Les Iraniens ont toutefois pu accéder à leur internet national, qui permet notamment aux applications de taxi, livraisons et services bancaires de fonctionner.

La télévision d'Etat fait depuis samedi la promotion d'applications locales de messagerie, comme Rubika, largement indisponible en début de semaine.

Les applications étrangères telles qu'Instagram, WhatsApp et Telegram sont en temps normal les plus utilisées en Iran, en dépit de restrictions qui obligent à utiliser un VPN pour s'y connecter.

Les manifestations, déclenchées le 28 décembre par une grogne contre le coût de la vie et la chute de la monnaie nationale, sont largement considérées comme le plus grand défi lancé au pouvoir iranien depuis les manifestations de 2022-2023 qui ont suivi la mort en détention de la jeune Iranienne Mahsa Amini.

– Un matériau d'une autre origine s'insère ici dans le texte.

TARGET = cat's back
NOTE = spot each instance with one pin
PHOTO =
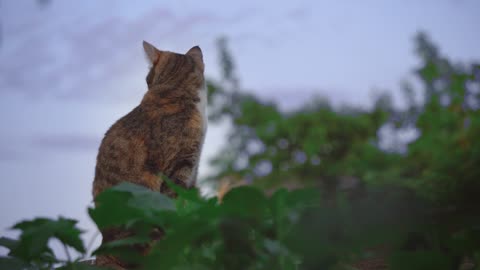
(122, 152)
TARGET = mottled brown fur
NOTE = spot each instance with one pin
(162, 135)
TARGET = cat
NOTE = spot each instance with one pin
(163, 135)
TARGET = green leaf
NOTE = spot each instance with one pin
(420, 260)
(13, 264)
(36, 233)
(8, 243)
(128, 203)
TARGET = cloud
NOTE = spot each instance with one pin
(66, 142)
(75, 57)
(8, 154)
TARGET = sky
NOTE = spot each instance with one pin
(69, 69)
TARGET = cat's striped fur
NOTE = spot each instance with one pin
(162, 135)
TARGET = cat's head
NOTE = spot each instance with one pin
(174, 70)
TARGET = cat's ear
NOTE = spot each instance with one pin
(197, 55)
(151, 52)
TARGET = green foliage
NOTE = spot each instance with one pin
(324, 194)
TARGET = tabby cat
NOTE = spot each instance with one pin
(162, 135)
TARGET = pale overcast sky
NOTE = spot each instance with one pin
(69, 69)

Le calme est désormais largement revenu, selon les autorités, qui n'ont  pas communiqué de bilan précis du mouvement.

Au moins 3.428 morts manifestants ont été tués, selon le dernier bilan de Iran Human Rights (IHR).

D'autres estimations font état de plus de 5.000 morts, voire jusqu'à 20.000, selon cette ONG basée en Norvège.

La chaîne d'opposition Iran International, basée à l'étranger, affirme qu'au moins 12.000 personnes ont été tuées, citant hauts responsables gouvernementaux et sources sécuritaires.

Le pouvoir judiciaire iranien a catégoriquement rejeté ce chiffre.

Selon les autorités iraniennes, les manifestations au départ pacifiques ont dégénéré en "émeutes" et actes de vandalisme sous l'influence notamment des États-Unis et d'Israël.

Samedi, le guide suprême, Ali Khamenei, a fait état de "milliers" de personnes tuées par des "agents" de ces deux pays.